Introduction
When I read the Google Suggest like Dictionary article which was written by Gavi Narra, I found that the dictionary was HTML plain text format that needs to be converted into a database table.
The data comes from a freely available online dictionary (a public domain English word list dictionary, based on the public domain portion of "The Project Gutenberg Etext of Webster's Unabridged Dictionary" which is in turn based on the 1913 US Webster's Unabridged Dictionary. You could download it from here.).
I built a small VB.NET application that will convert these HTML files and the data in them to a meaningful database table.
Using the code
Two steps are required for the conversion to succeed:
- Converting an HTML file into character separated values.
- Processing the separated values to generate
INSERT INTO
statements.
I used MS Access database to save the results but I believe that using MS SQL is more appropriate both while conversion and as a dictionary.
Step 1 (Making the substrate)
The substrate is the result of the HTML plain text conversion into separated values (CSV). The HTML file contains plain text dictionary as the follows:
Islam (n.) The religion of the Mohammedans; Mohammedanism;
Islamism. Their formula of faith is: There is no God but Allah,
and Mohammed is his prophet.
which must be converted somehow to be readable and to be inserted into database. The best way is to use character separated values as the following:
Islam@(n.)@The religion of the Mohammedans; Mohammedanism;
Islamism. Their formula of faith is: There is no God but Allah,
and Mohammed is his prophet.
where @ is the character used to separate between fields. The result after database insertion would be:
Dict |
Word |
Islam |
Type |
(n.) |
Mean |
The religion of the Mohammedans; Mohammedanism; Islamism. Their formula of faith is: There is no God but Allah, and Mohammed is his prophet. |
The scheme in which the project will run is HTML ----step1----> CSV ----step2----> Database.
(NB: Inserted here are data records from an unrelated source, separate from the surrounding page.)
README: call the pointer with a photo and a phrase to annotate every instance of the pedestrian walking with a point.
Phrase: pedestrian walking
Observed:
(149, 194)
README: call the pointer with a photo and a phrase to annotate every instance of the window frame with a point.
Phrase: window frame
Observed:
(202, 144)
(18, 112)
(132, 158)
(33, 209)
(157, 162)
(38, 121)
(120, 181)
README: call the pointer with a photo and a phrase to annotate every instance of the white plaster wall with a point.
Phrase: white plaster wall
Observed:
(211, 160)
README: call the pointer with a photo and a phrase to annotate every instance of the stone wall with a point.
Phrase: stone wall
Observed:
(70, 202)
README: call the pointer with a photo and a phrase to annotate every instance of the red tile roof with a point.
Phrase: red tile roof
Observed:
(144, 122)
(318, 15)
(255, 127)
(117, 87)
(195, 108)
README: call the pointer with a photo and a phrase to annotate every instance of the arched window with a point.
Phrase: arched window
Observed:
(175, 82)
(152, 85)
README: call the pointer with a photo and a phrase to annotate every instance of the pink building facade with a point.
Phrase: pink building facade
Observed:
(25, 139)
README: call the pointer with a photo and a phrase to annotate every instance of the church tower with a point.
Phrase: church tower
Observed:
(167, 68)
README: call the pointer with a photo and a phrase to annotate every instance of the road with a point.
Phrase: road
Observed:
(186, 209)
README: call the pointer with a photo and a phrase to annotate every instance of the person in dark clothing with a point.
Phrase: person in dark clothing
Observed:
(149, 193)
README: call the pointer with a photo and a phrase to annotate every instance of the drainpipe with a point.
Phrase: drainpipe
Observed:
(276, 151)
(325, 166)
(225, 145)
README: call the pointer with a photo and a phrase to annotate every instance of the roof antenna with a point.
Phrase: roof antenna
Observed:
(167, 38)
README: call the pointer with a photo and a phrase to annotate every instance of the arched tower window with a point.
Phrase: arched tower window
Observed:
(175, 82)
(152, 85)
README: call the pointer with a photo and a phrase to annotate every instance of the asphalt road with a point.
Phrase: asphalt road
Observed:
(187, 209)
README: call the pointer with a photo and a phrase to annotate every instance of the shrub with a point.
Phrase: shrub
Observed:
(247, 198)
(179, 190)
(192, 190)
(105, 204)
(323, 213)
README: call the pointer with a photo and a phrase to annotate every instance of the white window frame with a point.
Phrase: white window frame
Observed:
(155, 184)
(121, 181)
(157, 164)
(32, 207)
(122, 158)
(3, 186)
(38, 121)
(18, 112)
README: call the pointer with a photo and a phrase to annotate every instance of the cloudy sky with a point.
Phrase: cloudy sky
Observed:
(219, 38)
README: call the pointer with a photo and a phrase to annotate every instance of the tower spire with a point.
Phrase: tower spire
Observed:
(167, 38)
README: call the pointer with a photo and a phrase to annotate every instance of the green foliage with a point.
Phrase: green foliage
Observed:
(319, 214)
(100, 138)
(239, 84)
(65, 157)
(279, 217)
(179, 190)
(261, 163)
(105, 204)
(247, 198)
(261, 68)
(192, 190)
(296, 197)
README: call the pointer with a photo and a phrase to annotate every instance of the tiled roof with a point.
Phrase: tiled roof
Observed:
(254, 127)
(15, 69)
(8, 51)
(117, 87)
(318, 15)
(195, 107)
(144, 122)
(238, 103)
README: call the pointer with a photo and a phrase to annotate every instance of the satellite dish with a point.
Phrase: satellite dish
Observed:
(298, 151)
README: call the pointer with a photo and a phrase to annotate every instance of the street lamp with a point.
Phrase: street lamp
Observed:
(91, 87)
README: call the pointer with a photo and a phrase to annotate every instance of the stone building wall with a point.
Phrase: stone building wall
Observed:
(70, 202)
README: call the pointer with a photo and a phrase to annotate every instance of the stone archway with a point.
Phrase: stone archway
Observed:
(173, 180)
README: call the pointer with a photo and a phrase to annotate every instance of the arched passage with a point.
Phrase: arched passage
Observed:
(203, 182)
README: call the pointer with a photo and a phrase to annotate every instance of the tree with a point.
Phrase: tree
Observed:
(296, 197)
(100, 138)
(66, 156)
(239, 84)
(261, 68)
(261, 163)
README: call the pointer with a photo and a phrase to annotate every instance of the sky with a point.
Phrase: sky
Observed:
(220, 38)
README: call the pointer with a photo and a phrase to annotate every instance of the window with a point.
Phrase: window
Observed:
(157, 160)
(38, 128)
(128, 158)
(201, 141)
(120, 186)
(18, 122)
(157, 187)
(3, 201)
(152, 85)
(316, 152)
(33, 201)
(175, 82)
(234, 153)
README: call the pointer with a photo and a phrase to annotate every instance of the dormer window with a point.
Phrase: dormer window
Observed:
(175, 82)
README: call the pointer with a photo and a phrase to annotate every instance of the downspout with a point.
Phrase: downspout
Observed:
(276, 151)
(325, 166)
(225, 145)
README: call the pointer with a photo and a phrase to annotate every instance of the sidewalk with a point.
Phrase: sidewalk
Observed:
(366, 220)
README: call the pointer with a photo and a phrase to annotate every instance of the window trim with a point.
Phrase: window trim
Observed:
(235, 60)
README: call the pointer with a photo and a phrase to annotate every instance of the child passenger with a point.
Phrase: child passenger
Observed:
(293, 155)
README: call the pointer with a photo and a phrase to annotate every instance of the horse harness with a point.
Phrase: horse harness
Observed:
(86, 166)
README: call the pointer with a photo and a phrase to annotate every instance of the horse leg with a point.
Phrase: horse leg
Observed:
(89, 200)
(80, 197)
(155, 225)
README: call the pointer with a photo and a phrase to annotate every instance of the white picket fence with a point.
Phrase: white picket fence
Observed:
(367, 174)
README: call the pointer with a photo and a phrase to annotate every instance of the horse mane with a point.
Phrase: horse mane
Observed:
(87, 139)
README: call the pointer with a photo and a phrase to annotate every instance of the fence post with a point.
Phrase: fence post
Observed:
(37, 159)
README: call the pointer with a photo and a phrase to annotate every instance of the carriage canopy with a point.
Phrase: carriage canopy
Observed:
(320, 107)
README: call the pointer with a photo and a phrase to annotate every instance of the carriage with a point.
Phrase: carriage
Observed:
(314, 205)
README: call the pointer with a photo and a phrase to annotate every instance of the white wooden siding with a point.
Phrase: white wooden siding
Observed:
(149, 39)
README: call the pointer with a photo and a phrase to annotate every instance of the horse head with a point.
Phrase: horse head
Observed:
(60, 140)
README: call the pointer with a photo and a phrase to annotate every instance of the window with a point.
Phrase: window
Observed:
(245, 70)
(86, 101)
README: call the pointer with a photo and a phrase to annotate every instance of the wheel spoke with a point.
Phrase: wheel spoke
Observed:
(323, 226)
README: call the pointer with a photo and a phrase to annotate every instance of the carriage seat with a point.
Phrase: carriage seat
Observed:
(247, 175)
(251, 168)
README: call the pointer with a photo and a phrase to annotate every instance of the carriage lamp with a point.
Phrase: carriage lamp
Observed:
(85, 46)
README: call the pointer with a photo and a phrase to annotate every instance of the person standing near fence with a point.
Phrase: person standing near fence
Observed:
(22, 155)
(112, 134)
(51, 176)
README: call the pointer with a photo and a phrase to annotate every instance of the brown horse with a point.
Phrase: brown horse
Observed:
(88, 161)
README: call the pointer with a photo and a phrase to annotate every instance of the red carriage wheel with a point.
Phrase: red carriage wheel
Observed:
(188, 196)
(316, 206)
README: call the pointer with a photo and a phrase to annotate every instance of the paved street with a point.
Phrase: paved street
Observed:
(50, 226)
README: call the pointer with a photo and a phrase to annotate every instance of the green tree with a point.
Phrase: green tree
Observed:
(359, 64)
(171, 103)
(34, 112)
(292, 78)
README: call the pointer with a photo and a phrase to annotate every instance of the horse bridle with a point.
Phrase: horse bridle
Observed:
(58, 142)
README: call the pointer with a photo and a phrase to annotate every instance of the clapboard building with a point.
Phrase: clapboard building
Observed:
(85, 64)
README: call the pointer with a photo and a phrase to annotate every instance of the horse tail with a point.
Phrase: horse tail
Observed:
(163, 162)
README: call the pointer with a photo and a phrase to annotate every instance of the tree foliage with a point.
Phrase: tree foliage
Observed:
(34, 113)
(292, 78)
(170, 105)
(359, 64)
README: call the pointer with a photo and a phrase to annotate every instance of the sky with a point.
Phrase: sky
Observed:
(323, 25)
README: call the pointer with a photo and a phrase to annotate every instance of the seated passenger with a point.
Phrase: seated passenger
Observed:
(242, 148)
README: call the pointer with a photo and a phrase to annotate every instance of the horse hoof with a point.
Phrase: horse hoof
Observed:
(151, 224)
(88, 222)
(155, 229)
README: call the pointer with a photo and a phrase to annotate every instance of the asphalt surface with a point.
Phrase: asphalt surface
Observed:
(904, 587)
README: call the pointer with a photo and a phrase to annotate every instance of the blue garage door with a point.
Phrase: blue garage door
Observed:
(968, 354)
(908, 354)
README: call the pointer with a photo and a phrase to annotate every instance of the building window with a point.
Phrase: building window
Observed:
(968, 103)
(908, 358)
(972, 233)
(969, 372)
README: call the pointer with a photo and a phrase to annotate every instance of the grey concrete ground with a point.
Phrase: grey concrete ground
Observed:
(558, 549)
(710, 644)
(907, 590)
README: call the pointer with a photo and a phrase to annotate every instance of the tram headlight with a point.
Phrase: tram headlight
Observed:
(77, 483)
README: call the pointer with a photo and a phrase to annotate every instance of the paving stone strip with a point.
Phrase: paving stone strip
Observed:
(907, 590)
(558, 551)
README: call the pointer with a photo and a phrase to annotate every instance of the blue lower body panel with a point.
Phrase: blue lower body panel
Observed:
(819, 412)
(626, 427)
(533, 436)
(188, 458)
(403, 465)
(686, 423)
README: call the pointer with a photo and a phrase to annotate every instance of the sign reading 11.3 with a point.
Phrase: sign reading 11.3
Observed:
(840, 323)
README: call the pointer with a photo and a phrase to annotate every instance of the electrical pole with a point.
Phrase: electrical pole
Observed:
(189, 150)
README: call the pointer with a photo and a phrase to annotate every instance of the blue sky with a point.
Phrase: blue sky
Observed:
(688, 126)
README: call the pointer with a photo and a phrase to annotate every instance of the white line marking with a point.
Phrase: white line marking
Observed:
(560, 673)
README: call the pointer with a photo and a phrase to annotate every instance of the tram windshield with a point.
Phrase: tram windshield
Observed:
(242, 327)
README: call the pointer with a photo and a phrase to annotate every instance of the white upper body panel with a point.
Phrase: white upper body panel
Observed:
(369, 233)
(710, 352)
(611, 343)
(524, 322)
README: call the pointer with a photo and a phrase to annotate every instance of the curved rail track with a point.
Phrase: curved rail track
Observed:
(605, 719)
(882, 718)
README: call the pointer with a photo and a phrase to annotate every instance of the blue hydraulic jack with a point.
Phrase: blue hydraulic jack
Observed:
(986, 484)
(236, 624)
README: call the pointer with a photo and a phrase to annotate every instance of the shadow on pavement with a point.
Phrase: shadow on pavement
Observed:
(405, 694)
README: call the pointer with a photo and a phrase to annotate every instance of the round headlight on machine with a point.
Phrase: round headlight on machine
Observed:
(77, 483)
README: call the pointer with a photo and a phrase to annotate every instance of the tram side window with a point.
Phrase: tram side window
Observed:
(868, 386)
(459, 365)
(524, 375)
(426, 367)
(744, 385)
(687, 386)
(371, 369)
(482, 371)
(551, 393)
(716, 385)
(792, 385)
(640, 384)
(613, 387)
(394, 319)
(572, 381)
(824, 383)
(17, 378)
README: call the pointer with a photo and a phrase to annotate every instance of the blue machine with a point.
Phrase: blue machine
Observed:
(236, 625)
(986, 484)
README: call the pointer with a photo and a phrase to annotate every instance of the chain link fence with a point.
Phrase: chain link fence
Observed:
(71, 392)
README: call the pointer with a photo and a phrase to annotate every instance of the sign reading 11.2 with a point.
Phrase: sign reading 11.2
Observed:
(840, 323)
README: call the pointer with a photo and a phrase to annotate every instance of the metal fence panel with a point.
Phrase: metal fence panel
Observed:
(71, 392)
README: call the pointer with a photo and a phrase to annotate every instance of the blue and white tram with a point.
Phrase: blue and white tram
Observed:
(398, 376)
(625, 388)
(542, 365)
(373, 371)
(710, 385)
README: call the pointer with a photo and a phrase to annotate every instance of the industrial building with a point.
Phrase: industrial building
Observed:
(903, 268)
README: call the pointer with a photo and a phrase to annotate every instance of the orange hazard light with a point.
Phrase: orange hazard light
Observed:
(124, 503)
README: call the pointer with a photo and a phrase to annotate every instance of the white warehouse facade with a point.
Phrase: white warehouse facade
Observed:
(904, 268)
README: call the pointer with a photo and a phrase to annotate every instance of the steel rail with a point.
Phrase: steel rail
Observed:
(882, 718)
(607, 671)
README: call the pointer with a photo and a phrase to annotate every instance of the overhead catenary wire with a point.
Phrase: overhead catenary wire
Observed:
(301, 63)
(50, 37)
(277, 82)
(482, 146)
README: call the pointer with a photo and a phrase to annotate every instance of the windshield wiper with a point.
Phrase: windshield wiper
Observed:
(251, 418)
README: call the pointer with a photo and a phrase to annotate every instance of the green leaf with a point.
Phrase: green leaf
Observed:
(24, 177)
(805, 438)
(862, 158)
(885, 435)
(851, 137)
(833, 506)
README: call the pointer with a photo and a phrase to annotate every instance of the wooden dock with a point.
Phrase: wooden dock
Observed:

Code conversion from HTML to CSV is placed at the Click
event of a button. The HTML file contains some unwanted tags that could be used as a hint for conversion. txtpath2
textbox is the HTML file path while txtpathtarget
textbox is the destination file path that would be in any extension. Opening the file name specified in txtpath2
using the IO.StreamReader
and replacing some tags with the @ character, then saving the file in another location are the core actions of this step.
Private Sub Button2_Click(ByVal sender As System.Object, _
ByVal e As System.EventArgs) Handles Button2.Click
progbar2.Value = 0
Dim myfile = New IO.StreamReader(txtpath2.Text)
Try
Dim Line As String
Line = myfile.Readtoend
Line = Line.Replace("<P>", "")
progbar2.Value += 1
Line = Line.Replace("</P>", "")
progbar2.Value += 1
Line = Line.Replace("<B>", "")
progbar2.Value += 1
Line = Line.Replace(" (<I></I>) ", "@")
progbar2.Value += 1
Line = Line.Replace("</B>", "@")
progbar2.Value += 1
Line = Line.Replace(" (<I>", "")
progbar2.Value += 1
Line = Line.Replace("</I>) ", "@")
progbar2.Value += 1
Dim myfileSave As New IO.StreamWriter(txtpathtarget.Text, True)
myfileSave.Write(Line)
myfileSave.Close()
progbar2.Value += 1
MessageBox.Show("Substrate completed successfully", _
"Dict Maker")
Catch ex As IO.IOException
MessageBox.Show("Error: " & ex.Message, "Critical error", _
MessageBoxButtons.OK, MessageBoxIcon.Error)
Catch ex As Exception
MessageBox.Show("Error: " & ex.Message, "Critical error", _
MessageBoxButtons.OK, MessageBoxIcon.Error)
Finally
myfile.Close()
End Try
End Sub
As you can see, a destination file should be created that will contain the CSV. This file will be used in step 2 to generate the INSERT INTO
statement.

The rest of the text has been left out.